Real-Time Temporal Action Localization in Untrimmed Videos by Sub-Action Discovery
Figure 1: (a) Automatically discovered sub-actions in diverse instances of two actions. The number of sub-actions is automatically determined and they are found to be semantically meaningful. Each row shows one example of “clean and jerk” and “long jump” actions from diverse videos. (b) A typical untrimmed video consists of many background segments with one or more actions. We group short segments from untrimmed video into sub-actions whose temporal structure is exploited for temporal action localization.
This paper presents a computationally efficient approach for temporal action detection in untrimmed videos that outperforms state-of-the-art methods by a large margin. We exploit the temporal structure of actions by modeling an action as a sequence of sub-actions. A novel and fully automatic sub-action discovery algorithm is proposed, where the number of sub-actions for each action as well as their types are automatically determined from the training videos. We find that the discovered sub-actions are semantically meaningful. To localize an action, an objective function combining appearance, duration and temporal structure of sub-actions is optimized as a shortest path problem in a network flow formulation. A significant benefit of the proposed approach is that it enables real-time action localization (40 fps) in untrimmed videos. We demonstrate state-of-the-art results on THUMOS’14 and MEXaction2 datasets.

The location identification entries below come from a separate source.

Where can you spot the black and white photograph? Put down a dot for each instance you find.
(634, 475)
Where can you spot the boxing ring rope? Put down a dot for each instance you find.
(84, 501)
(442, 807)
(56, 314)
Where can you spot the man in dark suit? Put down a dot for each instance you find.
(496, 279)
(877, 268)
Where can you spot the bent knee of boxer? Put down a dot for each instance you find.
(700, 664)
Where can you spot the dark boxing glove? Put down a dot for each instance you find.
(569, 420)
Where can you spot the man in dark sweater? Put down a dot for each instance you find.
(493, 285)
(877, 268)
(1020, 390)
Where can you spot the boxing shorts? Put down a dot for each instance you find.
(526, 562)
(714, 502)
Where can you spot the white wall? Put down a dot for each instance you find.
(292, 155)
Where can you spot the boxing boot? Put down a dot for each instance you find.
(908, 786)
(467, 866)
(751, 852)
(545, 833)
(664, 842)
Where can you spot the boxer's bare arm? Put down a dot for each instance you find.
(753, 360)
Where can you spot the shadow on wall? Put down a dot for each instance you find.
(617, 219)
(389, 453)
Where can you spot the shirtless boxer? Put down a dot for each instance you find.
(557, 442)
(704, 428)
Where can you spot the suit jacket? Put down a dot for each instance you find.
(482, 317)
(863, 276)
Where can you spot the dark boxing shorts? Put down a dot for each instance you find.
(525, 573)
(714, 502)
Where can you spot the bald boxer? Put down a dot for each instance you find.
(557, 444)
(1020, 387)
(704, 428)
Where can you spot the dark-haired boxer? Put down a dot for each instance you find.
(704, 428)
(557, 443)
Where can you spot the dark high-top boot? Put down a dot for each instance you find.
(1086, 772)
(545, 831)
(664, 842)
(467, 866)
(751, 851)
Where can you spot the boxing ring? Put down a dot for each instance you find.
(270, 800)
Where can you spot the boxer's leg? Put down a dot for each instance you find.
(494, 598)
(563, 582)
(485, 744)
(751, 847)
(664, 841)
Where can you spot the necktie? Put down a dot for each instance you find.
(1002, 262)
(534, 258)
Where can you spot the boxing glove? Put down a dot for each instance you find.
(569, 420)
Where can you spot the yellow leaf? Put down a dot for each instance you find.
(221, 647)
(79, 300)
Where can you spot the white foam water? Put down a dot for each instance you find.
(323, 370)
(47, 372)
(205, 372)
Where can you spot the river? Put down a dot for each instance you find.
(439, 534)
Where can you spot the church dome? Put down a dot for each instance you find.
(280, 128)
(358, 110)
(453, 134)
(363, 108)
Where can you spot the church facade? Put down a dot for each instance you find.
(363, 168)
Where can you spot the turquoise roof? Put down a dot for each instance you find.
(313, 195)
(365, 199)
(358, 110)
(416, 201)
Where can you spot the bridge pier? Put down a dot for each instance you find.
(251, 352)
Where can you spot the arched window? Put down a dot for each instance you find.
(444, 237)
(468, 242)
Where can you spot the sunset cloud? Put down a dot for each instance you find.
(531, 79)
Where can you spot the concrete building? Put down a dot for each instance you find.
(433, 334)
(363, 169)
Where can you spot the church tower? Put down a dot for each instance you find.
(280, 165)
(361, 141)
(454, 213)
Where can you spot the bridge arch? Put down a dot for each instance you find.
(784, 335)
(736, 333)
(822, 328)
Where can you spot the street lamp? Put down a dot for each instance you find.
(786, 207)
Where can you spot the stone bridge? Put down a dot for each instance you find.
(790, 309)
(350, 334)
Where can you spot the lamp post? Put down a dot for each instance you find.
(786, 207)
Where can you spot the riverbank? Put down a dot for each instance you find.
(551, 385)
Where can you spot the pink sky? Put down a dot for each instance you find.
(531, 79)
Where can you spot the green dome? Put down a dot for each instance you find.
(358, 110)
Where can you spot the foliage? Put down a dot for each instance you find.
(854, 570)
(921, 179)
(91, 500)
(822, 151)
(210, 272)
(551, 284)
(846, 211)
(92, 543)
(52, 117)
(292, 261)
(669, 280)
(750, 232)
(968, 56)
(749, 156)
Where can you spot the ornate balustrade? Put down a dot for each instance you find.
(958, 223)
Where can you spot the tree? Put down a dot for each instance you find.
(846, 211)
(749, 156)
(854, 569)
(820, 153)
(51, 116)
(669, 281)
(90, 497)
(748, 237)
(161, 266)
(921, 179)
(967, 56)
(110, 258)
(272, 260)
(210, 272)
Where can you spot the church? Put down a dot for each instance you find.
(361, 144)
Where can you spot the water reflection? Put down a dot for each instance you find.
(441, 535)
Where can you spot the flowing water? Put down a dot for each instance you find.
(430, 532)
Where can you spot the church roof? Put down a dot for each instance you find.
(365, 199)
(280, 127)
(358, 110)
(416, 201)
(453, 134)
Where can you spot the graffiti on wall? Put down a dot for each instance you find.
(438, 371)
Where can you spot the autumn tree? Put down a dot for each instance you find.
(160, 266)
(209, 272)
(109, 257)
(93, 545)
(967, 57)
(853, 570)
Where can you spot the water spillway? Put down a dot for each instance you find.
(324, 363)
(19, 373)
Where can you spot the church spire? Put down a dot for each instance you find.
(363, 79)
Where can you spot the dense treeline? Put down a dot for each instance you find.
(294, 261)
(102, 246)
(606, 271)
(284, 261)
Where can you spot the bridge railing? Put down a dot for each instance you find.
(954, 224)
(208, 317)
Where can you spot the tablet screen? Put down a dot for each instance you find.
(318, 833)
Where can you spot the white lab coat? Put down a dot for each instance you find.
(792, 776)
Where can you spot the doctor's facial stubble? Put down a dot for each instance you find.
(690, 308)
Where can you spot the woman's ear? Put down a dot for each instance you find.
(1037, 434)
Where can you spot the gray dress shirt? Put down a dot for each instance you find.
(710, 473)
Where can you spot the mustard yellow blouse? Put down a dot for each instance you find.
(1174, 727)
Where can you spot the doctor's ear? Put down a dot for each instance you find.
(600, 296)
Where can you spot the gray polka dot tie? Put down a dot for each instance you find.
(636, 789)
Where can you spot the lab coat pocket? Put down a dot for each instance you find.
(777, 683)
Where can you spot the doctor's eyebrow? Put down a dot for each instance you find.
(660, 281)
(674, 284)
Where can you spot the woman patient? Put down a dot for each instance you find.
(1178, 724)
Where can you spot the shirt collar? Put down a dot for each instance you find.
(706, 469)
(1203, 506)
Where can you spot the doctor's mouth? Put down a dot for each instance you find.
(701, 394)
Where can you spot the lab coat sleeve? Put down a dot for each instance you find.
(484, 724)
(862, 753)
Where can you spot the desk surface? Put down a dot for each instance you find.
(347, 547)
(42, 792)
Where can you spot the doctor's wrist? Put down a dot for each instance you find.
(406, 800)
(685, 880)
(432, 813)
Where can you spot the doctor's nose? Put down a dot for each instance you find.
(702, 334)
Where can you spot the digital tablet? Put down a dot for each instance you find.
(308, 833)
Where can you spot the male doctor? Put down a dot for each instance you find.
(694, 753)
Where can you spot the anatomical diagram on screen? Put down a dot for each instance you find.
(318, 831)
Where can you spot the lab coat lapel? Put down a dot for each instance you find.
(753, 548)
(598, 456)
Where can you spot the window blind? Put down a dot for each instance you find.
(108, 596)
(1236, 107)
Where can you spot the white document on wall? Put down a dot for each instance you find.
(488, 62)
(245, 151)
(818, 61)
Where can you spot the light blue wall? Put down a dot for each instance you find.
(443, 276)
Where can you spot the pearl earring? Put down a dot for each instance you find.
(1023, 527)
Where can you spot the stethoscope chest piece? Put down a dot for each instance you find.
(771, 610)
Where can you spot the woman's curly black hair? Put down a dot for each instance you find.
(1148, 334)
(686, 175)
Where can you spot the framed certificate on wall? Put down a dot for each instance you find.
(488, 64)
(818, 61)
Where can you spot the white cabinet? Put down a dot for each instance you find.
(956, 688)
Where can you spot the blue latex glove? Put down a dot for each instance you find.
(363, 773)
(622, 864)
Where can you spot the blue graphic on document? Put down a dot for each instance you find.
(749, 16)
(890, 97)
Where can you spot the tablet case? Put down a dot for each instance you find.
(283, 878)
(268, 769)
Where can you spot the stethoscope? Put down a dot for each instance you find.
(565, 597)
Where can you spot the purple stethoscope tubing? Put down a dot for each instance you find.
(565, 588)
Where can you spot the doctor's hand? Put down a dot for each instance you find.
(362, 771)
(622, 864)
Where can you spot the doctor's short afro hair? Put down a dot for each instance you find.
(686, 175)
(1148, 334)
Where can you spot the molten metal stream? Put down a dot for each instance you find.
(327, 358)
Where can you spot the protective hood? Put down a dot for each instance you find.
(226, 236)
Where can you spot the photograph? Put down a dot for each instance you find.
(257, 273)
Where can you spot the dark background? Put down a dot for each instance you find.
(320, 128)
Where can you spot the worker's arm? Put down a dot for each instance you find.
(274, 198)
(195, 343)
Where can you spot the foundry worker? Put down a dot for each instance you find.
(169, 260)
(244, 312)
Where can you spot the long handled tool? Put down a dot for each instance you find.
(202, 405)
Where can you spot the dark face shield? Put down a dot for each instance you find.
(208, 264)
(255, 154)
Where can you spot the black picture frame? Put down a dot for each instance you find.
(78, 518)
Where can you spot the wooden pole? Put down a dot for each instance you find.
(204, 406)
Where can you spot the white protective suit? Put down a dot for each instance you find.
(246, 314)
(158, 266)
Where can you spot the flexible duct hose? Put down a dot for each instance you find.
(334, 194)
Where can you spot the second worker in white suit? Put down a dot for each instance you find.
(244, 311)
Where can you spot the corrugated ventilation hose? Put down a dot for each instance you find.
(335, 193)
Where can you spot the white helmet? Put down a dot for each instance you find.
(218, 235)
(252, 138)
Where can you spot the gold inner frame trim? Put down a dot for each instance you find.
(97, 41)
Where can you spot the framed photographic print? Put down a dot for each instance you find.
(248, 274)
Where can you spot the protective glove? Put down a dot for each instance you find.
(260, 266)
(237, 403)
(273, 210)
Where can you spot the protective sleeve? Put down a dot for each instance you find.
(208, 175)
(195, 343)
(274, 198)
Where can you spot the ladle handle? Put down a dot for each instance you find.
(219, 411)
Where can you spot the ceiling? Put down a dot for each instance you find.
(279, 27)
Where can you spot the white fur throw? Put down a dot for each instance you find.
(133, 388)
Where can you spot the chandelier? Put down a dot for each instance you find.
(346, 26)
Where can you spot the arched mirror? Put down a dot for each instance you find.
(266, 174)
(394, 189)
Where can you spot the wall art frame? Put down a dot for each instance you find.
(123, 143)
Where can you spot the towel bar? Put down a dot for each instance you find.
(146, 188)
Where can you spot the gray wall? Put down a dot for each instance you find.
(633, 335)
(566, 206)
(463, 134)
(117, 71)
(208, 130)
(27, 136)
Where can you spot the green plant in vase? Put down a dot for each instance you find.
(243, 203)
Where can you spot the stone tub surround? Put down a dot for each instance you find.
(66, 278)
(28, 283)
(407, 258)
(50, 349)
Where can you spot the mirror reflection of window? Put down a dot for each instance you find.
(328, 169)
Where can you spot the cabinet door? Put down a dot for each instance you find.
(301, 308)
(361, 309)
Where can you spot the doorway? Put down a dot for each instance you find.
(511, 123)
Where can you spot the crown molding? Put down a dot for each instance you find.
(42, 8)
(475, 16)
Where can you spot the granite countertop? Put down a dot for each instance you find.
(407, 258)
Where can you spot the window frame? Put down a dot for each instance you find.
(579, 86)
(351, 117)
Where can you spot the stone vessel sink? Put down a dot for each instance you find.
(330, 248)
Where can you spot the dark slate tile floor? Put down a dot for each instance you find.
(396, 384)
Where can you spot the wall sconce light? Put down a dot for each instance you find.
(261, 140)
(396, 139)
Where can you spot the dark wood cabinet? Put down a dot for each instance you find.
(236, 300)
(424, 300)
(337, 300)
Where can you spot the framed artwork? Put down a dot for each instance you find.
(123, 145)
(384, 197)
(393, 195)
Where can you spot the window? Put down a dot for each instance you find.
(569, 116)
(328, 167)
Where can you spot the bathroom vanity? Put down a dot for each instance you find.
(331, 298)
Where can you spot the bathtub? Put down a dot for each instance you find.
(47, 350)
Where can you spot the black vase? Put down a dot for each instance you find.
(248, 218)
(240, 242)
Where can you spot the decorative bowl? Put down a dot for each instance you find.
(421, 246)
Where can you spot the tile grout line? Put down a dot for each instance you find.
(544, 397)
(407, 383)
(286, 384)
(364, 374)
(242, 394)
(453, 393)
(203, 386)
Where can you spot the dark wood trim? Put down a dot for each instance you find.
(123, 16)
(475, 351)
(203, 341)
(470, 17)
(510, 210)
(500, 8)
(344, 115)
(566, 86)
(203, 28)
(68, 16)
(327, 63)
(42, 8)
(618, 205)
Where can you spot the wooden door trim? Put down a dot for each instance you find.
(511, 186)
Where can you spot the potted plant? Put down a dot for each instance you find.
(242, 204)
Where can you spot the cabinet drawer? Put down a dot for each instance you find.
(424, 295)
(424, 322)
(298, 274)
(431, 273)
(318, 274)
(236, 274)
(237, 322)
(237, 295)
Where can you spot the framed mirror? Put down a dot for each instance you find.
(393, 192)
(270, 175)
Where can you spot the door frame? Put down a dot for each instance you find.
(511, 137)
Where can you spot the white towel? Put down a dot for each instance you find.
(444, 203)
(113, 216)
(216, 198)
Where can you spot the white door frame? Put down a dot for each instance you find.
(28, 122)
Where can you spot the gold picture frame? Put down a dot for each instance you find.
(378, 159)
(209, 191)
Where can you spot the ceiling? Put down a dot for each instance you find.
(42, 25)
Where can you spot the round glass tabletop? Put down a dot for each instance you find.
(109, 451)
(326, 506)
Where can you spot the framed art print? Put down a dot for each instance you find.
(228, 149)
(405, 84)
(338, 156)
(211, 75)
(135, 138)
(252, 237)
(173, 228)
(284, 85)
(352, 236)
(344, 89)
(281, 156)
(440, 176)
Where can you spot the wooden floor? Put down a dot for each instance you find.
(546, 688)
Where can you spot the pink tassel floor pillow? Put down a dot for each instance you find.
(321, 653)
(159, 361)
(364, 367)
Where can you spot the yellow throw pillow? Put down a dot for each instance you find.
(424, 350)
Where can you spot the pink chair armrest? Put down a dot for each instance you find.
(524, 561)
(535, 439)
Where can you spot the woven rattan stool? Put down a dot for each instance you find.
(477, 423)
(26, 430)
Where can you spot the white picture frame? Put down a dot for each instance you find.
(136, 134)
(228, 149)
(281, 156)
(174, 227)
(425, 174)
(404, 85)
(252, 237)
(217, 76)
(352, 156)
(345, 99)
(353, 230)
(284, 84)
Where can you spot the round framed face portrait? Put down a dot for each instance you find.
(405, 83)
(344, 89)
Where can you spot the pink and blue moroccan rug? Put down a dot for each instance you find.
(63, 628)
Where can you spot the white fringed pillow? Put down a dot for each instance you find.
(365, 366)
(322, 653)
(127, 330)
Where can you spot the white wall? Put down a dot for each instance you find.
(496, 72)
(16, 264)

An important fact about actions is that they are usually composed of multiple semantic sub-actions Figure 1(b). While the sub-actions may vary in appearance and duration (e.g., the length of the “approach” run in the “long jump” action), a given action nearly always consists of the same set of sub-actions in a consistent order. Thus, we choose to model an action as a series of sequential sub-actions and train a separate classifier for each sub-action.
An important issue, in context of modeling an action using sub-actions, is how to determine the number of sub-actions for each action. One obvious solution is to manually identify a set of sub-actions for each action and generate training sets by annotating each sub-action in every video; that would be a daunting task. Instead, we propose an automatic method to discover sub-actions for each action. Our approach for discovering sub-actions consists of three main steps. First, temporal segments of all training videos of an action are clustered into different parts. Second, similar parts are merged to obtain candidate sub-actions. Finally, boundaries between candidate sub-actions are adjusted to obtain final sub-actions. Sub-actions discovered in this way are consistent and semantically meaningful Figure 1(a).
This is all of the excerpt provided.